The final third of the concert alternated among songs in Italian, instrumental interludes played by the visiting string quartet, and newer songs in Hebrew, some performed solely by the duo Noa and Dor. And in conclusion, as expected, not one but two encores, in response to the audience’s ovations.
Noa’s next performance of Letters to Bach is scheduled for June 6 in Tel Aviv’s Charles Bronfman Auditorium (Zucker Hall).
Avi Singolda rocks Zappa in Herzliya
Avi Singolda is one of Israel’s best guitarists. But don’t take my word for it: I suggest relying on George Martin -- also sometimes referred to as “the fifth Beatle,” for his contributions to catapulting that legendary band to fame -- who tapped Singolda to play a guitar solo when guest conducting the Israel Philharmonic Orchestra.
Judging from the overflow crowd at Singolda’s Passover concert at the Zappa Supper Club and live music venue in Herzliya, Martin’s opinion is shared by quite a few fans in Israel. Moreover, as the audience was soon to discover, Singolda knows how to surround himself with other talented musicians.
The concert was billed as “Singolda and Friends;” and on the stage supporting the lead guitarist were a keyboardist, a drummer, a bass guitarist, and a violinist, plus a male and female vocalist (the violinist was also a second female vocalist). The show had no title, but Singolda informed us at the outset that there would be a lot of music inspired by his guitar idols, as well as classic non-Israeli numbers.
And indeed, the evening started off with well-known songs of James Taylor and The Eagles (Hotel California) -- the difference being Singolda’s versions of both were punctuated by his mesmerizing guitar riffs. The rest of the evening alternated between Hebrew and English numbers, with the audience often joining in singing along, in both languages.
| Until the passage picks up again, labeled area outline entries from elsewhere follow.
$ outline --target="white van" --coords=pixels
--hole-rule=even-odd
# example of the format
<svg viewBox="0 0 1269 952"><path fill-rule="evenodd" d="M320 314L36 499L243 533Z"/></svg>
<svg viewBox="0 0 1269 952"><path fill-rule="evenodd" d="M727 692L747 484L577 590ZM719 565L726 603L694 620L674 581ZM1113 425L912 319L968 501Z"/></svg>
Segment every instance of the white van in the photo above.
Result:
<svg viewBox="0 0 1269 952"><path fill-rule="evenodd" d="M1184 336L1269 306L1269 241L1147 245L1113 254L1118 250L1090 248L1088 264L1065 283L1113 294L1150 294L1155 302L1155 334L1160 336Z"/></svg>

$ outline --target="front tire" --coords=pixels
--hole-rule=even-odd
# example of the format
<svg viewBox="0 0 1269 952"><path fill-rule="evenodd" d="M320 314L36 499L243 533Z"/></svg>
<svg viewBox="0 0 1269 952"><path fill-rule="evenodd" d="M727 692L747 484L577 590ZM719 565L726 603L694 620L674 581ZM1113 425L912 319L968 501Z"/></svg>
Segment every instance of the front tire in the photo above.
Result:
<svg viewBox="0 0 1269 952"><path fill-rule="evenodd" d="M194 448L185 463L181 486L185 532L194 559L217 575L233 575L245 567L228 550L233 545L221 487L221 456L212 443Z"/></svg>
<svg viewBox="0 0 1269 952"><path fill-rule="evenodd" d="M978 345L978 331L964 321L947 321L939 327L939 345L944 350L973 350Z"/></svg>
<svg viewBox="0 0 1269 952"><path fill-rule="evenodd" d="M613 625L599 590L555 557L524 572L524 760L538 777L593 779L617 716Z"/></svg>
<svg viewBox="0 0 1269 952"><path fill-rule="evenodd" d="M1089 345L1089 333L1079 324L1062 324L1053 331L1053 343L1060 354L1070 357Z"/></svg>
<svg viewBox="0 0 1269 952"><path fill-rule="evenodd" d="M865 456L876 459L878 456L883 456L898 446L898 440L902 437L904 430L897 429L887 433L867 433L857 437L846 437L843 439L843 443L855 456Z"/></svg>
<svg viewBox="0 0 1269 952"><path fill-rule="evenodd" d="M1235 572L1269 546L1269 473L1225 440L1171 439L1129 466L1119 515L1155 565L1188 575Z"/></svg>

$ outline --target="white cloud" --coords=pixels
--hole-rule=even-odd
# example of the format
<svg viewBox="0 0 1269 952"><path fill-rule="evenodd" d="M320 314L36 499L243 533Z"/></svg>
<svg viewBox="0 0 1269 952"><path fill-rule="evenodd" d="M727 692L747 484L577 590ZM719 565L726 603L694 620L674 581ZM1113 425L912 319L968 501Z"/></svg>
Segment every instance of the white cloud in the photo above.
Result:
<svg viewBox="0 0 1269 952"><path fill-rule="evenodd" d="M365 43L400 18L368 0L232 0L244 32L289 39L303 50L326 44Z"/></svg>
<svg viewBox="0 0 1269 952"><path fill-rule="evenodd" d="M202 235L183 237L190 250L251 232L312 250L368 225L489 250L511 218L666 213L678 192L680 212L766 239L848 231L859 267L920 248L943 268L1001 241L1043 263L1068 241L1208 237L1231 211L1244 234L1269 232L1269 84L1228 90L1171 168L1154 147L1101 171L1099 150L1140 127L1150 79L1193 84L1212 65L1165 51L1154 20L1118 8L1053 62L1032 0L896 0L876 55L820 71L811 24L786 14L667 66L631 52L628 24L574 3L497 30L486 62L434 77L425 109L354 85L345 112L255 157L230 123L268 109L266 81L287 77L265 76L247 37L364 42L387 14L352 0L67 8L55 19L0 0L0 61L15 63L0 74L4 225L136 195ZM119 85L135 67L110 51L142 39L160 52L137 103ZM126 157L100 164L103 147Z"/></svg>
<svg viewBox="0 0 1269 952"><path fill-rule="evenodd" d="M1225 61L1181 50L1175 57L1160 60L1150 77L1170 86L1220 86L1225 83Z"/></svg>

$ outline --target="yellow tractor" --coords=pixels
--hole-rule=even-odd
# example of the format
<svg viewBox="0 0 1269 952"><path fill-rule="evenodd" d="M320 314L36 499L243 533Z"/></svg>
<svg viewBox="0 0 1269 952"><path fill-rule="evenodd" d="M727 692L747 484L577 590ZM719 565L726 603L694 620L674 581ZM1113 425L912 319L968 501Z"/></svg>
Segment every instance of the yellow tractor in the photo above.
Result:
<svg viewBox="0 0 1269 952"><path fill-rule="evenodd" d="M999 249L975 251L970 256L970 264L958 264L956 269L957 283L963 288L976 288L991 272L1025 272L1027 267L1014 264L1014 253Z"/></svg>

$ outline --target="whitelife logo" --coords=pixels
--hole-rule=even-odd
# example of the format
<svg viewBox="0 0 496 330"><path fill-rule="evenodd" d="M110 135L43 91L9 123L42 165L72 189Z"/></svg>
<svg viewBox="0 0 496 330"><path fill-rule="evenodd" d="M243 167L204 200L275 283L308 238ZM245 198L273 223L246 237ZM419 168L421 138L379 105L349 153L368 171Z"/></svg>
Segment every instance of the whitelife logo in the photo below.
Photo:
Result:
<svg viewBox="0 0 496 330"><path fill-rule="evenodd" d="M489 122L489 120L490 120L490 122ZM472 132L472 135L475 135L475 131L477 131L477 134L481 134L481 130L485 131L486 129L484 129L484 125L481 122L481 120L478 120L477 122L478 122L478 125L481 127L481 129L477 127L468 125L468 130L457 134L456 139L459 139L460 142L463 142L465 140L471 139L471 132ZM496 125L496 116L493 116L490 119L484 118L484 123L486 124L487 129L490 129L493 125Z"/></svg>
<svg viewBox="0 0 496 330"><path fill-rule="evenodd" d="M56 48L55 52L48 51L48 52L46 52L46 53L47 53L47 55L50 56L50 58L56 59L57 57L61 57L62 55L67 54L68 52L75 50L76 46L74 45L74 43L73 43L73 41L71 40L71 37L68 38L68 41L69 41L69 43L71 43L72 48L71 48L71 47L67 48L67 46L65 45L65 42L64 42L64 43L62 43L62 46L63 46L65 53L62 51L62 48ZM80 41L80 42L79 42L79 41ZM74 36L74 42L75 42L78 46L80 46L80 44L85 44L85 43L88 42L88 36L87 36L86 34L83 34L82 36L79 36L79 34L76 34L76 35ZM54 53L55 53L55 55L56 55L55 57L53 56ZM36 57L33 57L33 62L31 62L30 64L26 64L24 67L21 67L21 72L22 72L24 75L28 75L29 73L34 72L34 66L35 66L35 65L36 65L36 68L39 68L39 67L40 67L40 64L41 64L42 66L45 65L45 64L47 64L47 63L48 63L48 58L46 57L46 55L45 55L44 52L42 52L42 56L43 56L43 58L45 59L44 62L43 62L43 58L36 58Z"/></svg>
There was also quite a bit of patter by Singolda, much of it revolving around his early life and career, but it never sagged or interfered with the flow of the music. The highlights of the show included performances by the outstanding male (Black Magic Woman) and lead female (Aretha Franklin’s Say a Little Prayer) vocalists, as well as a phenomenal rendition of Stairway to Heaven -- probably the best I have ever heard apart from the original.
A nice gesture by Singolda was his custom of inviting promising young teenage guitarists on stage to perform a solo: on this evening, an impressive young man playing Dire Straits. Towards the end of the concert, Singolda urged the audience to dance, and most of us were happy to oblige.
The next Singolda and Friends concert is scheduled for May 17 at Zappa Tel Aviv.